RECOVERY

There’s an African Zulu greeting, “sawubona”, which means “I see you.” Not just visually, but it’s a deeper seeing: it’s more like, ‘I see you as a person, I see your humanity and your divinity, I see your soul, and our connected oneness’.”  

This recovery page is for everyone. Not just the workaholics, alcoholics, pornaholics, foodaholics, shopaholics, etc. It’s for loved ones supporting addicted family members, or those looking for more information about addiction and self-sabotaging behaviors. It’s for those who are currently in recovery of some kind, would like to be in recovery of some kind, or know that they need to be in recovery but aren’t.  This page is also for those in denial, AKA the martyrs: the ones blaming others for everything in their lives, the ones pouting and feeling sorry of themselves, crying out, “You would drink (or shop or eat for comfort, etc.)  too if you had MY _________ (fill in the blank with ‘life’, ‘spouse’, ‘kids’, ‘situation’, ‘background’, ‘parents’, ‘job’, and the list goes on ad infinitum.)

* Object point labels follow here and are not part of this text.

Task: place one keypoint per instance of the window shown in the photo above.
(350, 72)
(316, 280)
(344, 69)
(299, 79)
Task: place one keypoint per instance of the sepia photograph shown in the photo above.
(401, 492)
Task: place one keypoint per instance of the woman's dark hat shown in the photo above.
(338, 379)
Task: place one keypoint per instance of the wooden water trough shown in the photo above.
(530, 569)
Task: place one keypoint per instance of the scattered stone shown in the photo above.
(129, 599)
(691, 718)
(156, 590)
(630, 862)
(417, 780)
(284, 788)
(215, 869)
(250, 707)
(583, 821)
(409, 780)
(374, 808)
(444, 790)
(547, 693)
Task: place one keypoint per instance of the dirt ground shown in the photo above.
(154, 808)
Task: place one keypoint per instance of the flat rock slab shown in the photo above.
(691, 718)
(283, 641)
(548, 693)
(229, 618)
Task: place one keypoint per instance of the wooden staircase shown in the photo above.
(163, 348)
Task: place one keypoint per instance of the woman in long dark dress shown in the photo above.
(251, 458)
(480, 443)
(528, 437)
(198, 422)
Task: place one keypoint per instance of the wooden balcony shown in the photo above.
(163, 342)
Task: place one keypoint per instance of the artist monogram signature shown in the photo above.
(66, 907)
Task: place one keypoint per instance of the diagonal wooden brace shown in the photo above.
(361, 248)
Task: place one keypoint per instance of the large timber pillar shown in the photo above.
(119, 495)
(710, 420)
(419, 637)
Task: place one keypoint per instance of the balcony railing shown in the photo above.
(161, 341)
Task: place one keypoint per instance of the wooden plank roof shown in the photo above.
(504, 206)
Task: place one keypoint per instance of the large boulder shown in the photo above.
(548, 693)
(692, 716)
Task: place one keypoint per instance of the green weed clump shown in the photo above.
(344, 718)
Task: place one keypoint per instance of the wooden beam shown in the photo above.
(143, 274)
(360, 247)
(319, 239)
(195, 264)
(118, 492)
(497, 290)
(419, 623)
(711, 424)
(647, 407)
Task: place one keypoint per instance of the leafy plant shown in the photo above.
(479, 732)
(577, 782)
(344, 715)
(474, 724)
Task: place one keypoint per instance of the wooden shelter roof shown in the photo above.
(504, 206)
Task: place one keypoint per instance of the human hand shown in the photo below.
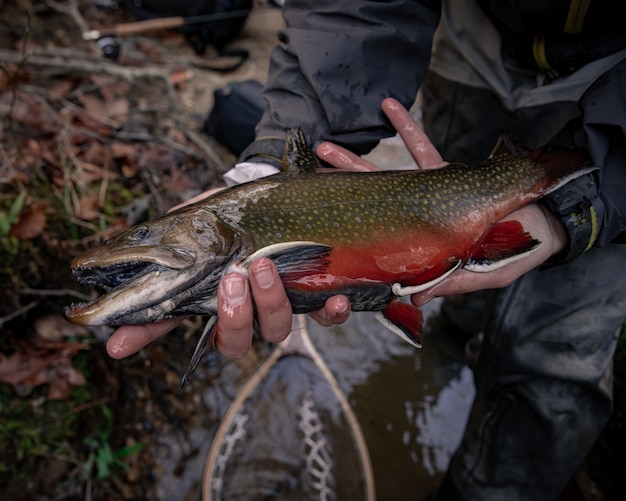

But mostly, this page is dedicated to those making valiant efforts to try and look, sound, and feel put together in hopes that no one will catch onto their secret: that when they look in the mirror or in the dark quiet of a sleepless night, they can’t picture life without their vice(s). Waking up every day becomes like Groundhog Day as they try to carry on, as difficult as it is to try to ignore that sinking, horrific feeling that they are betraying the very essence of who they are. They secretly know their vice(s) of choice is/are just a band-aid covering the gaping open wound.  Alcohol, food, porn, sex, shopping, gambling- whatever it is that’s their “drug of choice” becomes a synthetic, temporary answer to the painfully obvious realization that there is major therapeutic soul-level work to be done: intensive counseling, or working through the 12 steps. Whatever road to recovery they choose. The crack in the hard shell of denial is a secret suspicion that in order to live their best life, it’s necessary to get to the root issues that have poisoned their life for years, and yet sometimes it’s just too painful to face. So, the easy way out is to try to ignore that nagging feeling, indulge in their addiction or habit, and pretend like they're ok. Again. And they're exhausted. If that’s you, I get it. I see you, and whether you decide to make changes or not, this page and these stories and resources are for you. Sawubona.